Re: Why are intepreters so slow today

Wayne Throop (throopw%sheol@concert.net)
Sat, 16 Apr 1994 18:14:32 GMT

: From: nagle@netcom.com (John Nagle)
: I need something that can do computation reasonably fast, say no worse
: than 1/10 of the speed of compiled C code. Interpreters have been
: written in that speed range quite often in the past. [.. But when
: interpreters commonly available now are tested, they ..] are slower than
: the C version by factors of greater than 1000. This is excessive.

I think there's a very good reason why such interpreters don't
exist anymore. Their "niche" has eroded away to almost nothing.

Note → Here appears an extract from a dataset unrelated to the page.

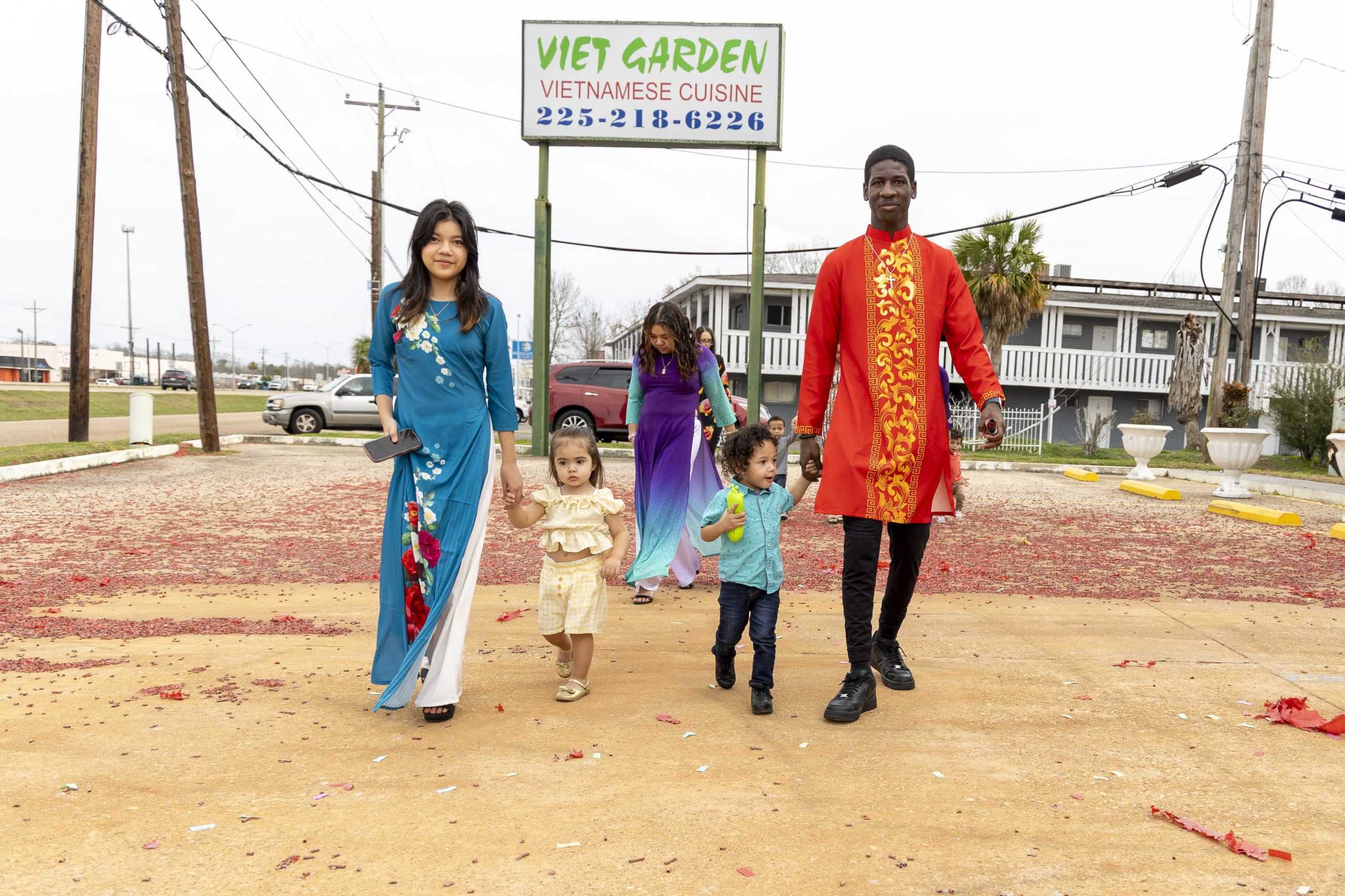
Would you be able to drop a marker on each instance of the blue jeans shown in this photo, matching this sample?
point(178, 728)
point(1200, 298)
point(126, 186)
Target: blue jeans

Consider: the language families most often implemented in interpreters
nowdays, like the awk family, lisp, perl, python, smalltalk, and so on,
most often provide things like dynamic typing, with automatic
string/numeric conversions, bignums, generic types, and so on. Even
*compiled* code in such languages is generally 1/3 the speed of
floating-point-crunching-in-C, because of all the bounds, type,
conversion, and storage bookkeeping going on that is generally absent in
C (for small-looping-benchmarks anyhows).

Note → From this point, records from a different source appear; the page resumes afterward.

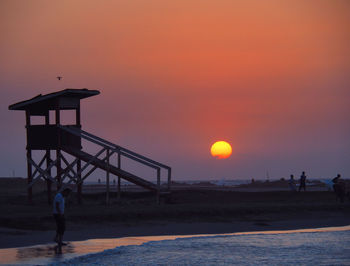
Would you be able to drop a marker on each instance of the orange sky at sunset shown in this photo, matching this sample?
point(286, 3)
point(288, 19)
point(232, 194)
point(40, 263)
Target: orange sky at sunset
point(270, 77)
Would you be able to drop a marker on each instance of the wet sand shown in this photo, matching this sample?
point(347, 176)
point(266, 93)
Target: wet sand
point(200, 209)
point(45, 254)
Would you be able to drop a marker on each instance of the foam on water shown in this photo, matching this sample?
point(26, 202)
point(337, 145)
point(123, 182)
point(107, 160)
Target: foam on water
point(323, 247)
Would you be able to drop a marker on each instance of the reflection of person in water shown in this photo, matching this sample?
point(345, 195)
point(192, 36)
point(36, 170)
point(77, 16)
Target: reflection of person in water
point(302, 181)
point(339, 188)
point(58, 214)
point(292, 183)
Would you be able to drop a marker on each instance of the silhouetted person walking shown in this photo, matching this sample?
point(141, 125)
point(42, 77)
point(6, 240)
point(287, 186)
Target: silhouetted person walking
point(302, 181)
point(58, 214)
point(339, 188)
point(292, 183)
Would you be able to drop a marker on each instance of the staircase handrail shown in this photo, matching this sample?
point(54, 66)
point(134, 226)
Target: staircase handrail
point(107, 144)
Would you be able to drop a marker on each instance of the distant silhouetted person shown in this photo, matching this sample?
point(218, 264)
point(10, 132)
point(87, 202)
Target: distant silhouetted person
point(291, 183)
point(302, 181)
point(339, 187)
point(58, 214)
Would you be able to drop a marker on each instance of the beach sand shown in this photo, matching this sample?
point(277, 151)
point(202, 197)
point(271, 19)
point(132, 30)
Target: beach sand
point(188, 211)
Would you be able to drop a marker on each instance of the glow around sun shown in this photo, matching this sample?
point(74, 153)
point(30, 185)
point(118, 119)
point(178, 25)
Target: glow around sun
point(221, 149)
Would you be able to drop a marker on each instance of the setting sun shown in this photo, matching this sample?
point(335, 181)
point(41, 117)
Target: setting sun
point(221, 150)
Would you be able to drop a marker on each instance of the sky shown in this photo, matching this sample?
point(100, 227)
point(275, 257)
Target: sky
point(269, 77)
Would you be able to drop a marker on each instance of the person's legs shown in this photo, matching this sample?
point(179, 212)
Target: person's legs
point(56, 217)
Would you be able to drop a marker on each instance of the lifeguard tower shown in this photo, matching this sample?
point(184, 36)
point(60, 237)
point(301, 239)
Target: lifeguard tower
point(55, 140)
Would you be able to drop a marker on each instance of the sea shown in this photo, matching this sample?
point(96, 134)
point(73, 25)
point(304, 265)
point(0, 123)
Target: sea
point(308, 247)
point(322, 246)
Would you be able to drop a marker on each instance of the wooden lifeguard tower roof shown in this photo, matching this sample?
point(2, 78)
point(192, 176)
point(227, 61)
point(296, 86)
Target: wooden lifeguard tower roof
point(64, 99)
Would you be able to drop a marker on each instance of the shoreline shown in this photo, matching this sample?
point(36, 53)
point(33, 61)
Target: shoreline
point(16, 238)
point(43, 254)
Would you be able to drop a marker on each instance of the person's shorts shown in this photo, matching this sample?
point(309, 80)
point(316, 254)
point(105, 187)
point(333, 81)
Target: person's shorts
point(60, 223)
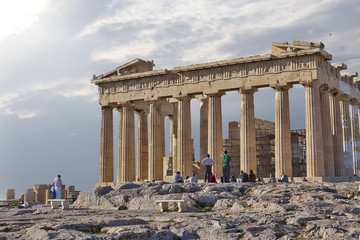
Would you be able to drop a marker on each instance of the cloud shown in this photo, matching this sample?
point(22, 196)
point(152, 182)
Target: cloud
point(149, 28)
point(11, 104)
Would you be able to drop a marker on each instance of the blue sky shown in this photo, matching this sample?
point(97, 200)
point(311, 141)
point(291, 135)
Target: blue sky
point(49, 112)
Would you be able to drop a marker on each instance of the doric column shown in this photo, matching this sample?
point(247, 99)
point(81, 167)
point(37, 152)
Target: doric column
point(184, 148)
point(247, 132)
point(127, 145)
point(336, 127)
point(215, 140)
point(327, 132)
point(142, 166)
point(283, 159)
point(173, 137)
point(314, 141)
point(120, 162)
point(354, 119)
point(347, 141)
point(204, 112)
point(106, 146)
point(156, 165)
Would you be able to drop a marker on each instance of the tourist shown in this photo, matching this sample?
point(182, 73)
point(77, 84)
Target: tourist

Thus, if you are going for speed, it is *very* hard to get within 1/10
the speed of C without going to a bytecoded interpreter, or at least a
threaded interpreter, and probably some pretty sophisticated
translations to get from the textual form of the language to the
interpreted code. It's very hard to get fine-grain performance of
within 1/10 when the stored form of the program is as easy to produce as
a parse tree. As long as you need to go to the trouble to produce a
linear istream anyways, go the rest of the way and *compile* the silly
thing.

The niche for such interpreters used to be a much larger one. Back when
computers didn't have floating point units, and even
more-than-16(or-even-8) bit binary integers were a library call away
(especially for multiplication or division), even the best compilation
didn't give much better results than a threaded interpreter. Once you
linearized the istream into bytecodes, there wasn't as large a gain
to be had by the extra work of native compilation, and further, the
extra work was harder, and involved writing a set of runtime routines
almost as big as a clever interpreter anyways.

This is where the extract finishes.